In terms of risk factors, glucose and creatinine differed significantly between African American and white COVID-19 patients with CV events. Neoplastic and/or immune-compromised patients, higher WBC, higher glucose level, lower albumin, lower bilirubin, and higher AST were CV event risk factors for African American COVID-19 patients, but not in white patients. Pulmonary comorbidities, renal disease, AST/ALT ratio, and hemoglobin were risk factors for white COVID-19 patients, but not in African American patients. CV comorbidity, renal disease, NLR, AST/ALT ratio, SaO2/FIO2 ratio, hemoglobin, and creatinine differed significantly between white and African American patients without CV events. A multiple logistics analysis suggested that lower serum albumin and neoplastic and/or immune-compromised diseases count were highly associated with CV events in African American COVID-19 patients. SaO2/FIO2 ratio and CV comorbidity were significantly associated with CV events for white patients. These similar and differential risk factors between African American and white COVID-19 patients might reflect common pathophysiology of COVID-19 and potentially unique disease states or management strategy differences between races. In particular, glucose and creatinine were significantly higher in African American patients with CV events, which could reflect underlying or poorly controlled diabetes or renal diseases, delayed medical care due to socioeconomic factors, and/or different medication regimens. Particularly, the increased creatinine in African American COVID-19 patients could be due to poor control of hypertension, differences in anti-hypertension treatment algorithms (ACE inhibitors, angiotensin-receptor blockers, calcium-channel blockers, diuretics) and the combination of ACE inhibitors and/or angiotensin-receptor blockers, diuretic(s) + non-steroidal anti-inflammatory drugs, which could severely impair renal functions and be linked to acute renal failure episodes in older COVID-19 adults.
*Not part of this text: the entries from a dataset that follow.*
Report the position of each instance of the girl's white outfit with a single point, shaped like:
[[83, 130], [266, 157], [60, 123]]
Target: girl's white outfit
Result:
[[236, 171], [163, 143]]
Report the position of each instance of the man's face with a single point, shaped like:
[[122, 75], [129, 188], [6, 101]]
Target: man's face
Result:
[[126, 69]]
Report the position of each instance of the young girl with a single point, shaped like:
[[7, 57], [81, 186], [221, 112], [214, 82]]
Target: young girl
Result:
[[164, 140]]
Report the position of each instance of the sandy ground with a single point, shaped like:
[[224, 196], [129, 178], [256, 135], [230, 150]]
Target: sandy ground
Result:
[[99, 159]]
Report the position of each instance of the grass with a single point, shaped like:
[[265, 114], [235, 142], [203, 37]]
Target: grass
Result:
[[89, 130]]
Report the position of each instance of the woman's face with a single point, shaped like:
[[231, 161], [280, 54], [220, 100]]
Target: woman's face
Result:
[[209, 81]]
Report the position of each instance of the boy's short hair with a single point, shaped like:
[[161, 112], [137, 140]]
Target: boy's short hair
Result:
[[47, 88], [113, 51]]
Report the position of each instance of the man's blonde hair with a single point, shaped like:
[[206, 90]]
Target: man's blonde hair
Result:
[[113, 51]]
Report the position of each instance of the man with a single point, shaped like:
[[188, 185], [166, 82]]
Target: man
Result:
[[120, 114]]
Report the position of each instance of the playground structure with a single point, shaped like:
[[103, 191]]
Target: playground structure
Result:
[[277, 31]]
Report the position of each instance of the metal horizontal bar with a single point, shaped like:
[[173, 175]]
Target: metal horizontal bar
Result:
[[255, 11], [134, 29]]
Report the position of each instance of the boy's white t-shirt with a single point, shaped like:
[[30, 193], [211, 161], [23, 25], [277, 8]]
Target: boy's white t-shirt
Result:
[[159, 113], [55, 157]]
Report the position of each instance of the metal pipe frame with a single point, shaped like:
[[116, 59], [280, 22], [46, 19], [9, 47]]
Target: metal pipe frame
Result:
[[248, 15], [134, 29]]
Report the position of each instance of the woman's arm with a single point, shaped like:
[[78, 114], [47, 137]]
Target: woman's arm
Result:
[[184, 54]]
A recent study using CV magnetic resonance imaging revealed cardiac involvement in 78% patients and ongoing myocardial inflammation in 60% patients independent of pre-existing conditions, severity and overall course of the acute illness, and time from the original diagnosis. Another study of 26 recovered patients who had all been hospitalized for COVID-19 showed myocardial edema on magnetic resonance imaging in 57% of patients. Due to the high mortality with CV events in COVID-19, patients with pre-existing CV comorbidities should be monitored closely with a low threshold for performing diagnostic studies. Patients recovering from COVID-19 need to be followed for long-term CV complications. This study revealed common and unique risk factors for African American COVID-19 patients, which could be used to guide prediction and management of individual patients. However, whether modifying and treating these risks factors could reduce CV events or mortality is unknown and should be studied further.

Limitations

This study had several limitations. First, due to the retrospective study design nature, there were missing laboratory values in some patients, which could not be obtained for analysis. Second, reports of comorbidities were obtained from the EMRs and relied on accurate medical record documentation. Third, treatment details, which may have contributed to the outcomes reported, were not analyzed in this manuscript. However, local COVID-19 management patterns were relatively consistent in Louisville, KY. Fourth, the authors did not have the long-term follow-up data on these events and the long-term sequela of COVID-19 on cardiac health; thus, long-term mortality could not be assessed. Fifth, only hospitalized COVID-19 patients were studied, and non-hospitalized patients were not included.

Strength

One of the strengths of the present study was that it was a population-based large COVID-19 cohort study with 700 patients. Another strength was a large African American population within the study cohort that allowed for further subgroup analysis.

Conclusion

CV events were prevalent and associated with worse outcomes in hospitalized patients with COVID-19. Outcomes of CV events in African American and white COVID-19 patients were similar. There were common and unique risk factors for CV events in African American COVID-19 patients when compared with white patients.